Table 2 Secondary search strategy: Details of the 10 “key publications”, the related record search, and the number of publications citing each key publication

Full size table

A secondary search was performed to A) identify indexed literature that shared two or more of the references cited by the 10 key publications and, B) identify all indexed literature citing a key publication (using “related records” and “citation map” searches through Web of Knowledge http://www.isiknowledge.com). Citations were collated, duplicates eliminated and abstracts reviewed (or titles if abstracts were unavailable) for potential inclusion (Table 2).

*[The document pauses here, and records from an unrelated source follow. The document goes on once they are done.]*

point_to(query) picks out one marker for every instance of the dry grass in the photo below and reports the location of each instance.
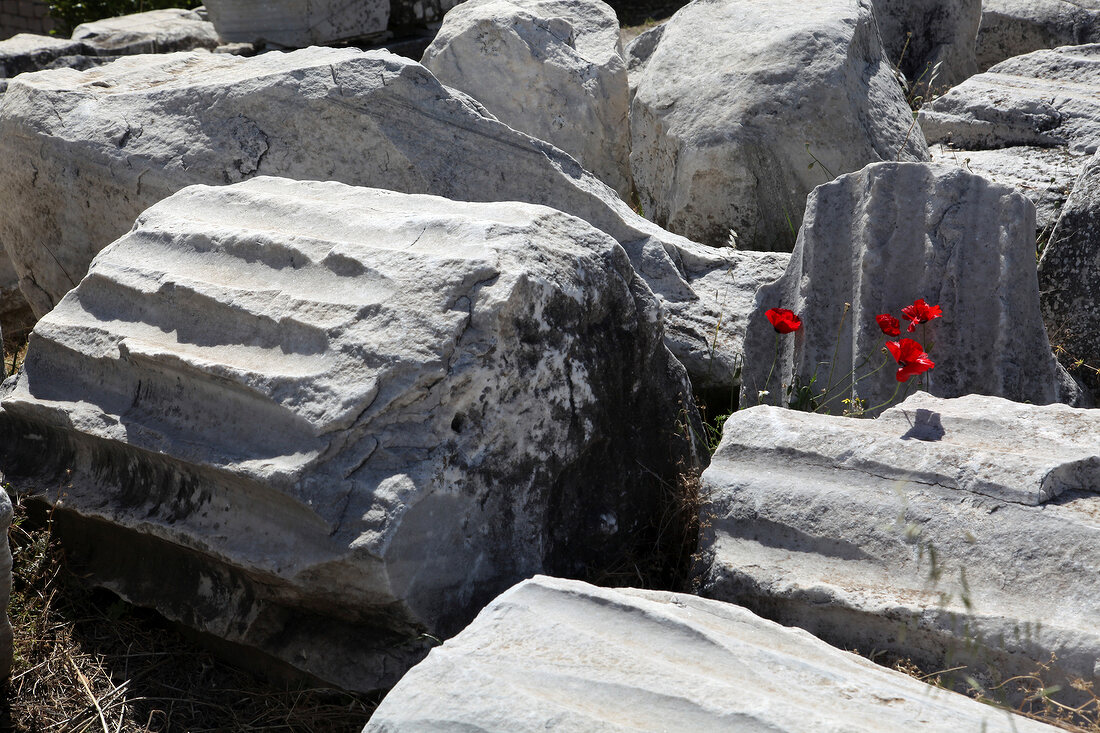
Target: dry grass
(86, 660)
(1035, 695)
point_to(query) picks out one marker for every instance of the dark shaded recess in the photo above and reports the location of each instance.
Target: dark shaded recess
(636, 12)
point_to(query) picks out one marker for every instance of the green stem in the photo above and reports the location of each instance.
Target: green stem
(836, 349)
(770, 371)
(857, 380)
(897, 389)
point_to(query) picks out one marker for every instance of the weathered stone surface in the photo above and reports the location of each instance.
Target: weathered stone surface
(880, 239)
(933, 40)
(15, 315)
(552, 68)
(341, 417)
(26, 52)
(1069, 279)
(297, 23)
(1013, 28)
(83, 155)
(6, 631)
(568, 656)
(946, 529)
(1045, 175)
(739, 98)
(1046, 98)
(152, 32)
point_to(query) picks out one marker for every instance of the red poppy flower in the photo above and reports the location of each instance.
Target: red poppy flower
(910, 357)
(920, 313)
(889, 325)
(783, 320)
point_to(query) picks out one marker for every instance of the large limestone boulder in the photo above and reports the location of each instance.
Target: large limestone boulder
(83, 154)
(1046, 98)
(338, 418)
(1069, 280)
(744, 107)
(1045, 175)
(952, 532)
(1013, 28)
(151, 32)
(562, 655)
(873, 242)
(552, 68)
(932, 41)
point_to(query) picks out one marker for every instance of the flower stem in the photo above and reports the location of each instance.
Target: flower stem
(836, 349)
(844, 380)
(897, 389)
(770, 371)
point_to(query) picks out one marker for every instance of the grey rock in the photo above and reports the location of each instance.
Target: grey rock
(1045, 175)
(7, 636)
(880, 239)
(152, 32)
(1069, 280)
(26, 52)
(562, 655)
(552, 68)
(744, 107)
(952, 532)
(83, 154)
(339, 418)
(638, 52)
(931, 40)
(1046, 98)
(1013, 28)
(298, 23)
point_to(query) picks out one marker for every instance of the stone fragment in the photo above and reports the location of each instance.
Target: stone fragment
(569, 656)
(1069, 280)
(1013, 28)
(1045, 175)
(946, 531)
(26, 52)
(552, 68)
(339, 418)
(83, 154)
(931, 40)
(298, 23)
(1046, 98)
(744, 107)
(880, 239)
(151, 32)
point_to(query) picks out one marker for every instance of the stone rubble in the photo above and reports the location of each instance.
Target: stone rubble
(419, 402)
(952, 532)
(567, 656)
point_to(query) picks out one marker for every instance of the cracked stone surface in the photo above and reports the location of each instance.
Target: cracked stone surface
(1069, 277)
(83, 154)
(743, 108)
(6, 630)
(567, 656)
(552, 68)
(953, 532)
(931, 40)
(1045, 175)
(1013, 28)
(151, 32)
(341, 417)
(1047, 98)
(878, 240)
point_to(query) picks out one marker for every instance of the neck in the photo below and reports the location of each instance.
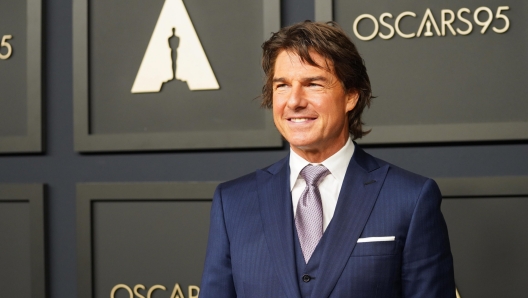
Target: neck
(318, 155)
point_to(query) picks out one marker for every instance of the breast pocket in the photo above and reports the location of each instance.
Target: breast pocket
(378, 248)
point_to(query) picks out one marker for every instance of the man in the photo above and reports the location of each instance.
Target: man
(359, 227)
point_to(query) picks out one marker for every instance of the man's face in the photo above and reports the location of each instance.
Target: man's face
(310, 106)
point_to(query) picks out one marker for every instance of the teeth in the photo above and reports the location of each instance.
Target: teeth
(299, 119)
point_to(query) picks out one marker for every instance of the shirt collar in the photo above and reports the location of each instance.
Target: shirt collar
(337, 164)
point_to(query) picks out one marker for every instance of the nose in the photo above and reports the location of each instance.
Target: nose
(297, 97)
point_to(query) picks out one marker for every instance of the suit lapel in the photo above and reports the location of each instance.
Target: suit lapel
(361, 186)
(277, 216)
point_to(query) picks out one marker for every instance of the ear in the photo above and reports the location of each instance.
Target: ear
(351, 100)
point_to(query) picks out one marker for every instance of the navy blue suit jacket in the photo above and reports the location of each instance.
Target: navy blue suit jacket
(251, 240)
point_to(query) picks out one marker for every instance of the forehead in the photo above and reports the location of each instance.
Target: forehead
(289, 60)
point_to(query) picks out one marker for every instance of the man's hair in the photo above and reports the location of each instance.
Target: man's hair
(332, 43)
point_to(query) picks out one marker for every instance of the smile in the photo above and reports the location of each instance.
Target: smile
(297, 120)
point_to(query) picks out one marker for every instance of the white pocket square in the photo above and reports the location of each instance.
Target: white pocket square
(376, 239)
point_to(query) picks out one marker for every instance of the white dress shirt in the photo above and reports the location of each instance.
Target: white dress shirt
(329, 187)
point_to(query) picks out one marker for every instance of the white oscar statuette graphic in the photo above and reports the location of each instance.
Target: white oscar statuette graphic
(174, 52)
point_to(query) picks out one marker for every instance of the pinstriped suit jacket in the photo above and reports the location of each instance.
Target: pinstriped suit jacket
(251, 246)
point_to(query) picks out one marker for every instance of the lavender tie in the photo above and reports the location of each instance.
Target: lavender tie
(309, 216)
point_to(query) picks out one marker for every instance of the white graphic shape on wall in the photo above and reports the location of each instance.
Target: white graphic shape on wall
(192, 65)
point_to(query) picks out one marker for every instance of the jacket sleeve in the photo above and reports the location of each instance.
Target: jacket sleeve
(217, 278)
(427, 268)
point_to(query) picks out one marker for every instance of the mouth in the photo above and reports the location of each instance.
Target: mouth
(300, 120)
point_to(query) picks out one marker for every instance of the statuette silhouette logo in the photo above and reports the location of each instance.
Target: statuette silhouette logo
(174, 52)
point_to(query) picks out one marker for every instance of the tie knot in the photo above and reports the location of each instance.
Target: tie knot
(312, 174)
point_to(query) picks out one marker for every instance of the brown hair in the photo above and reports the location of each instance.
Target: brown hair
(331, 42)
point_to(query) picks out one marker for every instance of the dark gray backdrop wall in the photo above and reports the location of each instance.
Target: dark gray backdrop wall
(61, 168)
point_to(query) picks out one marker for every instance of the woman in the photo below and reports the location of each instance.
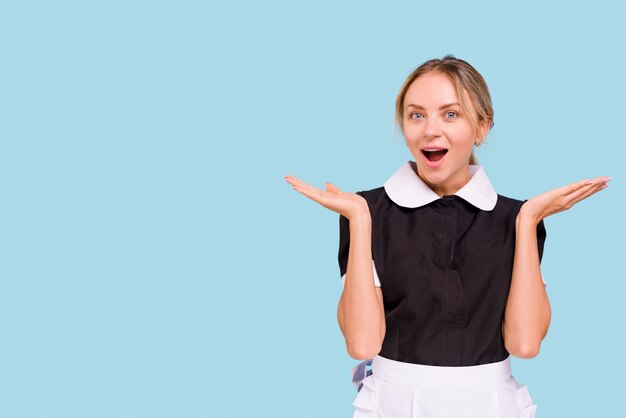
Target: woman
(458, 264)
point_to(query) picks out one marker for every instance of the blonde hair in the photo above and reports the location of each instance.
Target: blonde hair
(465, 78)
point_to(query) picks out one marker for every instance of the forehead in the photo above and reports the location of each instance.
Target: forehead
(431, 90)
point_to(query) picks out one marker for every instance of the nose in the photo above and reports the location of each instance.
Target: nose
(432, 128)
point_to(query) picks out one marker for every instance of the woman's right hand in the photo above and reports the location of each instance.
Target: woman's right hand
(347, 204)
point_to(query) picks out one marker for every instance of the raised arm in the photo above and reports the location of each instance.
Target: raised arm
(527, 313)
(360, 311)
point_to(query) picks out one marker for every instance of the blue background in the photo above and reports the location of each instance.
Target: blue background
(154, 263)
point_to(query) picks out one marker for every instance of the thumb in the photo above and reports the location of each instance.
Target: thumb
(332, 188)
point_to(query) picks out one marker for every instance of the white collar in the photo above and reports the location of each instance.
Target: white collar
(407, 189)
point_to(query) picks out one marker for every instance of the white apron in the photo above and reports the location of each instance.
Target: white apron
(395, 389)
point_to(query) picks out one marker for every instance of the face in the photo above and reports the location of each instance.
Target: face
(438, 133)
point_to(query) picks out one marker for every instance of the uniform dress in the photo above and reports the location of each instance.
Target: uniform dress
(444, 265)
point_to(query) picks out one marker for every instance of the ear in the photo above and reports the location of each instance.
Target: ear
(483, 130)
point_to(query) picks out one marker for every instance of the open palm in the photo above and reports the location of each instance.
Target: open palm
(562, 198)
(345, 203)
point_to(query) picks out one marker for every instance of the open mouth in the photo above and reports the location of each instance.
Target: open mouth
(434, 154)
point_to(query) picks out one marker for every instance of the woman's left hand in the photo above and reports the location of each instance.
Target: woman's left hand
(562, 198)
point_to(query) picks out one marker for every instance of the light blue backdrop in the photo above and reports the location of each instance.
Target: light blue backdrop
(155, 264)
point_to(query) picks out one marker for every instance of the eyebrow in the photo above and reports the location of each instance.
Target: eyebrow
(440, 107)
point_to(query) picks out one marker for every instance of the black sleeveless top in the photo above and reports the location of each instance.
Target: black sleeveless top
(445, 271)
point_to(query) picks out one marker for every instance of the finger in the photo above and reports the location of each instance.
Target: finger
(571, 188)
(299, 184)
(595, 186)
(332, 188)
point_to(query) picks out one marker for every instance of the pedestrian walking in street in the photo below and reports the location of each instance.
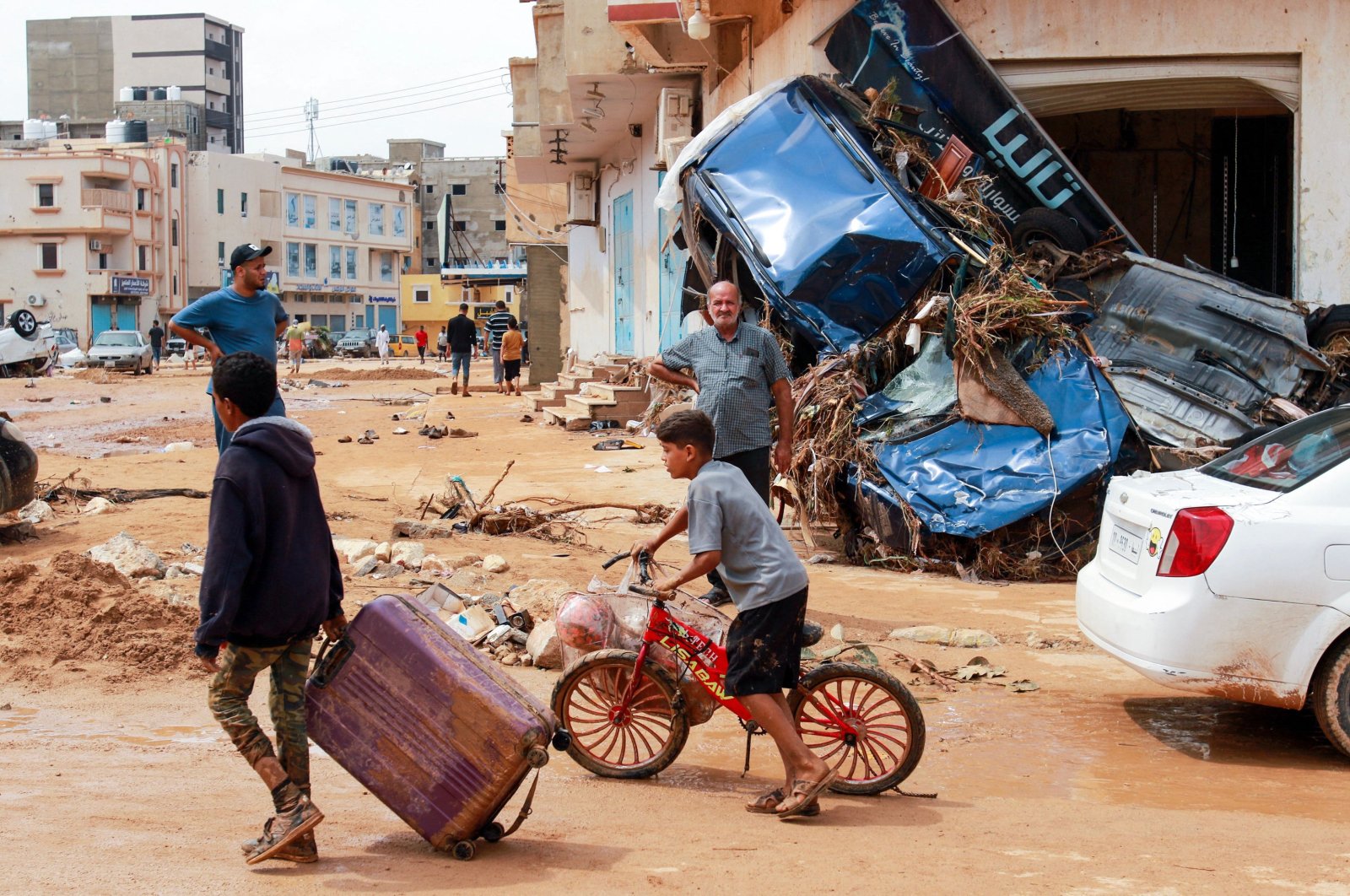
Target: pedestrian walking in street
(382, 344)
(496, 328)
(462, 337)
(240, 317)
(420, 337)
(737, 373)
(270, 582)
(513, 344)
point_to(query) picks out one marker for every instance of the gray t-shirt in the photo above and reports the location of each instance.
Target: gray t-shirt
(726, 515)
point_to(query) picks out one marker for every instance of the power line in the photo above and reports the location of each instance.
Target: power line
(364, 96)
(377, 117)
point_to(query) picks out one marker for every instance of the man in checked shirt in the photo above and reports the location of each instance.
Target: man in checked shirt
(739, 371)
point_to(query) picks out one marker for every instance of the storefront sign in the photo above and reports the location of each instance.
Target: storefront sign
(130, 286)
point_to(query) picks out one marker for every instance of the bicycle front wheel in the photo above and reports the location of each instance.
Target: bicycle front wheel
(612, 741)
(863, 722)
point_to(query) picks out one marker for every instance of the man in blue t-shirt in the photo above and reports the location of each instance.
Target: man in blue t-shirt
(242, 317)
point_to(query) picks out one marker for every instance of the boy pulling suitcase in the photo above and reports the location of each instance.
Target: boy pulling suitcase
(270, 582)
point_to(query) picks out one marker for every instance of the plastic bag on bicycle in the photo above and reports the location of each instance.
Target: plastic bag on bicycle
(608, 618)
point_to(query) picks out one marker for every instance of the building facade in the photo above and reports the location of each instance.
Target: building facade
(80, 67)
(94, 234)
(341, 242)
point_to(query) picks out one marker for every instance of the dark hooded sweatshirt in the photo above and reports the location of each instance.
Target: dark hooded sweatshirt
(272, 574)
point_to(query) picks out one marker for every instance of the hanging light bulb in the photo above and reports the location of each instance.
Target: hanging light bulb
(699, 27)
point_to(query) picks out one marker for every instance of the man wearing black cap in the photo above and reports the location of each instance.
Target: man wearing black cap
(242, 317)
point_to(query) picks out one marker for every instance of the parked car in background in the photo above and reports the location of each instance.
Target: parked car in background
(1233, 579)
(357, 343)
(18, 467)
(122, 350)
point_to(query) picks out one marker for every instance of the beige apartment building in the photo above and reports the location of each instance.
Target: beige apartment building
(94, 235)
(341, 243)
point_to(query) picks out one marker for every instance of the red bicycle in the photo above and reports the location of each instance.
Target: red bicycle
(627, 715)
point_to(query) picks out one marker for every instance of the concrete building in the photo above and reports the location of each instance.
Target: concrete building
(1212, 143)
(78, 67)
(94, 234)
(341, 242)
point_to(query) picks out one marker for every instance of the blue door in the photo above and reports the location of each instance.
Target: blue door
(100, 317)
(672, 281)
(624, 274)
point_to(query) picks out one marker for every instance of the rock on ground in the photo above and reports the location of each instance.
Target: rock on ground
(128, 556)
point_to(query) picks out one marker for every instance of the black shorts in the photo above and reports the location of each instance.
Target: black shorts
(764, 648)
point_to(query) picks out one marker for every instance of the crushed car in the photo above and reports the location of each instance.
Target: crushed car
(975, 358)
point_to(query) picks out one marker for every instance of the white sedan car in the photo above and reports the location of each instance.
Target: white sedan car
(1233, 579)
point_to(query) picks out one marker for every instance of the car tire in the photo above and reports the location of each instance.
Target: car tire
(1048, 225)
(24, 323)
(1330, 695)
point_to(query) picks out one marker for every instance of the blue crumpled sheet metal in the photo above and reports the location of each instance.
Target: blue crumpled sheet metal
(969, 479)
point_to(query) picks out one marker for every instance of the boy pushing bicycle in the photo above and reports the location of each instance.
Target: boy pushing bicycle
(732, 529)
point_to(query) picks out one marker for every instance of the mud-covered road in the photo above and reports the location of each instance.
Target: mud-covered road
(116, 780)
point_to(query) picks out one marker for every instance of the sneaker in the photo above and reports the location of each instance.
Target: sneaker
(303, 850)
(716, 598)
(285, 828)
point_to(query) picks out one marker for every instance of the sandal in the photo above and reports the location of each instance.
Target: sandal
(803, 794)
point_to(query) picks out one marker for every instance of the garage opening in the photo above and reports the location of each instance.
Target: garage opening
(1194, 155)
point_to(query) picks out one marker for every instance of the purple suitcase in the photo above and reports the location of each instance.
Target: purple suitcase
(425, 722)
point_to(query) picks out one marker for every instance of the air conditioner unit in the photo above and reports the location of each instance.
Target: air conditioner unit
(580, 198)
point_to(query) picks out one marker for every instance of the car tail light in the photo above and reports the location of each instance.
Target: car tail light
(1198, 536)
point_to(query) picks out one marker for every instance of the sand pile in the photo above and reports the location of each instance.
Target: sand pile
(80, 609)
(373, 373)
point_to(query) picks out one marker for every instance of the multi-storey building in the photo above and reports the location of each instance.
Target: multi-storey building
(94, 234)
(341, 242)
(80, 67)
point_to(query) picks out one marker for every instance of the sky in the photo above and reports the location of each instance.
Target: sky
(438, 69)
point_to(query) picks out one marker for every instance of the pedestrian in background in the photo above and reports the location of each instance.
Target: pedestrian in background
(494, 331)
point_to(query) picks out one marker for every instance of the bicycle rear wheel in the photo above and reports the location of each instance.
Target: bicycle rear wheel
(888, 725)
(634, 742)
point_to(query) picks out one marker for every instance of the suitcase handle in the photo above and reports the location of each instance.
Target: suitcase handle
(332, 656)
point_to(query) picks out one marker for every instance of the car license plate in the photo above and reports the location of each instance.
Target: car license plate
(1126, 544)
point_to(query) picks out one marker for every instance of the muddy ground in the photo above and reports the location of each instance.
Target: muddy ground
(114, 778)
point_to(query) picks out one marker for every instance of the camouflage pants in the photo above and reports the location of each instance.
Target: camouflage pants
(229, 700)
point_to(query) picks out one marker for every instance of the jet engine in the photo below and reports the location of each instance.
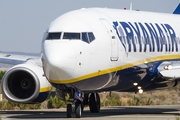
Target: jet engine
(25, 83)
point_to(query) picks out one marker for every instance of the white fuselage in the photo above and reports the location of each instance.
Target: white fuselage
(123, 39)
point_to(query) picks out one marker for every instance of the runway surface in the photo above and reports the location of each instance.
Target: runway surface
(113, 113)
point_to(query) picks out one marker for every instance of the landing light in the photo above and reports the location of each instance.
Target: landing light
(168, 67)
(140, 91)
(139, 87)
(146, 62)
(135, 84)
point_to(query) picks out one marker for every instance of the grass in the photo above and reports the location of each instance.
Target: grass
(177, 118)
(7, 105)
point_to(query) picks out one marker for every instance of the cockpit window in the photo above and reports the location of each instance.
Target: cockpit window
(71, 36)
(88, 37)
(91, 36)
(85, 37)
(55, 35)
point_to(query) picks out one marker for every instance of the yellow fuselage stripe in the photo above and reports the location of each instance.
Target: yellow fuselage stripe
(167, 57)
(45, 89)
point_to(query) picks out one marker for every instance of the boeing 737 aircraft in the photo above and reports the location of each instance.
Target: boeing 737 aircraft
(93, 50)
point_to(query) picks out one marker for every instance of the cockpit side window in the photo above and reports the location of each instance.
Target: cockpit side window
(91, 36)
(53, 35)
(85, 37)
(71, 36)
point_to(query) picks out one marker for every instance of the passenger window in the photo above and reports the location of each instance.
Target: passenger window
(84, 37)
(51, 36)
(91, 36)
(71, 36)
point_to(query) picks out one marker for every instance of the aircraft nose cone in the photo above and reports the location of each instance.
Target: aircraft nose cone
(59, 60)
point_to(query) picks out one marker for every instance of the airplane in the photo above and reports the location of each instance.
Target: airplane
(92, 50)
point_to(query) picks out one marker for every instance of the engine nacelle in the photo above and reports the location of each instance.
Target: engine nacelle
(25, 83)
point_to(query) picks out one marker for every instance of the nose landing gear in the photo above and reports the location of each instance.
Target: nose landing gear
(77, 106)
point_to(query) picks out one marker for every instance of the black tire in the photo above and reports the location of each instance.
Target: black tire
(69, 111)
(78, 110)
(94, 103)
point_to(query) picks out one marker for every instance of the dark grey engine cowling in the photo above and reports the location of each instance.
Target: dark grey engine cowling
(23, 82)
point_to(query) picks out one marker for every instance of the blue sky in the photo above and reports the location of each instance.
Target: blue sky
(22, 22)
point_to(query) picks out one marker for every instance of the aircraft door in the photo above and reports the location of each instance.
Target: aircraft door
(114, 44)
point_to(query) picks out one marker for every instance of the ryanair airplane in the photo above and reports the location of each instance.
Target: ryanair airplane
(93, 50)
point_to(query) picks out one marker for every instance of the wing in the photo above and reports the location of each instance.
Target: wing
(14, 59)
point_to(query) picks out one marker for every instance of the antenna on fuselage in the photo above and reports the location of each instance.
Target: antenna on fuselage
(131, 6)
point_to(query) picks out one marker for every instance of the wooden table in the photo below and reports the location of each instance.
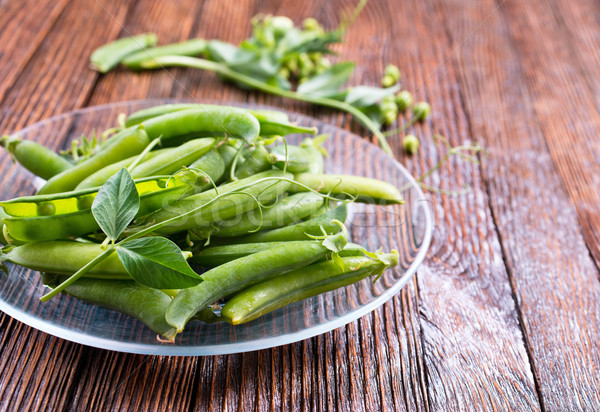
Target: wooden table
(505, 312)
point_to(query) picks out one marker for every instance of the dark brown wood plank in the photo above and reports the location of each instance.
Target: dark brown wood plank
(569, 121)
(550, 269)
(38, 369)
(473, 356)
(565, 106)
(452, 339)
(24, 26)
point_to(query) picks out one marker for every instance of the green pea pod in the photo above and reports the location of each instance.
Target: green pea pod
(217, 255)
(234, 122)
(257, 161)
(98, 178)
(239, 274)
(72, 215)
(298, 231)
(146, 304)
(192, 47)
(289, 210)
(295, 160)
(316, 152)
(132, 143)
(174, 159)
(359, 188)
(301, 284)
(65, 257)
(228, 153)
(213, 165)
(266, 186)
(36, 158)
(154, 111)
(271, 122)
(108, 56)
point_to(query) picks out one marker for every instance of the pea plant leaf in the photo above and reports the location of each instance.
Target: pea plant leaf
(327, 83)
(363, 96)
(158, 263)
(116, 204)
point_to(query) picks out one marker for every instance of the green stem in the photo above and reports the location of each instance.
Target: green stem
(78, 274)
(197, 63)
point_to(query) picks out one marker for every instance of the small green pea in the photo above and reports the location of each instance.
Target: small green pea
(315, 56)
(292, 64)
(311, 24)
(387, 81)
(411, 144)
(389, 116)
(403, 100)
(85, 202)
(389, 110)
(322, 65)
(393, 72)
(388, 100)
(421, 111)
(284, 72)
(305, 61)
(46, 209)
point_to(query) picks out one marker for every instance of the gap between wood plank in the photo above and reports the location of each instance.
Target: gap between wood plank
(524, 335)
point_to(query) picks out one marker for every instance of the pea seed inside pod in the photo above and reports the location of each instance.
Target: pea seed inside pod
(46, 209)
(85, 202)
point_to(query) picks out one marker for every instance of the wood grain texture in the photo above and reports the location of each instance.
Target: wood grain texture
(504, 313)
(39, 370)
(553, 283)
(22, 32)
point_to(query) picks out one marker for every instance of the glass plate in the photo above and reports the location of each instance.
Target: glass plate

Lastly a tertiary search was initiated by retrieving Medical Subject Heading (MeSH) terms from each potentially relevant publication identified by the primary and secondary searches. Terms were ranked in order of frequency and terms likely to be non-discriminatory excluded (e.g. adult, male, female, mammography, CT). Multiple suffixes (e.g. radiology, radiological) were substituted by a truncated heading (e.g. radiol*). Related disciplines (e.g. histopathology, endoscopy) were linked with “OR” operators. Ultimately there were three “modality” terms (endoscop*, radiol* and [cyto* OR histo* OR patho*]) and six “manipulation” terms (prevalen*, attention, Bayes theorem, bias*, observer varia*, and research design), which were paired using the “AND” operator. MEDLINE was searched using these strings using the “diagnosis” option in the “Clinical Queries” filter. Duplicates were excluded and abstracts examined (Table 3). Potentially relevant publications were expanded using the secondary search strategy previously described and any new publication introduced using snowballing [23].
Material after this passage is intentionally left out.